Albero di Natale Albero di Natale

Redazione-  L’usanza più antica prevedeva che la famiglia vivesse questo evento con una ritualità tutta particolare sin dal mattino, durante la preparazione della Vigilia, terminando il giorno dopo con l’immancabile pranzo di Natale.Nella memoria dei nonni, la giornata del 24 Dicembre é sempre stata dedicata al digiuno: non si mangiava nulla fino alla sera, in modo da poter gustare al meglio le “nove portate, come i nove mesi della gravidanza della Madonna” per arrivare addirittura, in alcune aree del territorio, fino alle tredici pietanze.Di buon mattino si era soliti recarsi a prendere il “ciocco”, ossia il pezzo di legno, che doveva essere abbastanza grande da ardere per tutta la notte e per accompagnare per la loro durata tutte le feste natalizie, in modo da riscaldare il Bambin Gesù.Si narra che il ciocco non venisse acquistato, bensì ricevuto in dono.

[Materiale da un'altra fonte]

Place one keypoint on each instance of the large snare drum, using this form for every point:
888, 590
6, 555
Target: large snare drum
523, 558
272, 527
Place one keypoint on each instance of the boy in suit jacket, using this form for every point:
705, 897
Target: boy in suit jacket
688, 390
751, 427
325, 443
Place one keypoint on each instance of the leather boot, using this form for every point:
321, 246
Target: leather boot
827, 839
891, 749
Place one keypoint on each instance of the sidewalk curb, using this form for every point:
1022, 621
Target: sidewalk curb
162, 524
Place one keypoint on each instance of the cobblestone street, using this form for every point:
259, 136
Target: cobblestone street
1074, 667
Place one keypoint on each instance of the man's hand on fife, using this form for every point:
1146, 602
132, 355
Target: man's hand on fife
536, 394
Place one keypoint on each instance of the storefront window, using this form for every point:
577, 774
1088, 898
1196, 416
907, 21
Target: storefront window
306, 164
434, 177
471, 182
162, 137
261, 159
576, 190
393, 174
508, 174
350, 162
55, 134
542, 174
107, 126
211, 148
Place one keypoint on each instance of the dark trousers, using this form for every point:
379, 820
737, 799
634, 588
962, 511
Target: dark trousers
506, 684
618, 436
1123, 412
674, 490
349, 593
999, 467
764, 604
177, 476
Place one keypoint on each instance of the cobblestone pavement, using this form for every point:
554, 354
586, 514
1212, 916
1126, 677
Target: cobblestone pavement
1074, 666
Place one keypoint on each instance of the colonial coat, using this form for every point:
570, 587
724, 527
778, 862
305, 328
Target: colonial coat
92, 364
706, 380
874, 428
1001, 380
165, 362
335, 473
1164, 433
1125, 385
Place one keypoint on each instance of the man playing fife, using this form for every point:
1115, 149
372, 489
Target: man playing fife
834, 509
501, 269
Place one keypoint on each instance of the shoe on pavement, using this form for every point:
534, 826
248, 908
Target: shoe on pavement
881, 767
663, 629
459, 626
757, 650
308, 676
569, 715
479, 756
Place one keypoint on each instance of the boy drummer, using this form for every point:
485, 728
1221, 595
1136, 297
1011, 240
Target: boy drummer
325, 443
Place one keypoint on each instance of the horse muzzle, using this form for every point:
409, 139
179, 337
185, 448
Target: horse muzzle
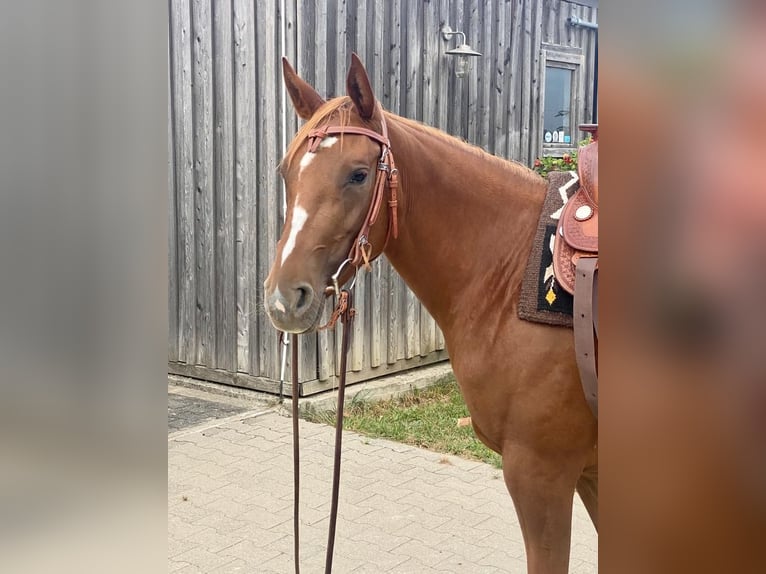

In alcune famiglie si tramandava un’ulteriore tradizione legata al ceppo di Natale: quando stava per terminare, una piccola parte veniva presa e messa sul tetto, per tenere lontani gli spiriti cattivi e le malattie durante tutto l’anno, per poi essere conservata e rimessa nel camino durante il Natale successivo.Il caldo focolare domestico accompagnava così la giornata di preparazioni culinarie.In cucina, fin dal mattino già borbottava dolcemente la pentola con il brodo per il pranzo di Natale.

Mentre tutto veniva preparato con molta pazienza e la casa si riempiva di allegria, profumi e suoni di pentole, i familiari apparecchiavano la tavola, curandone ogni minimo particolare festoso.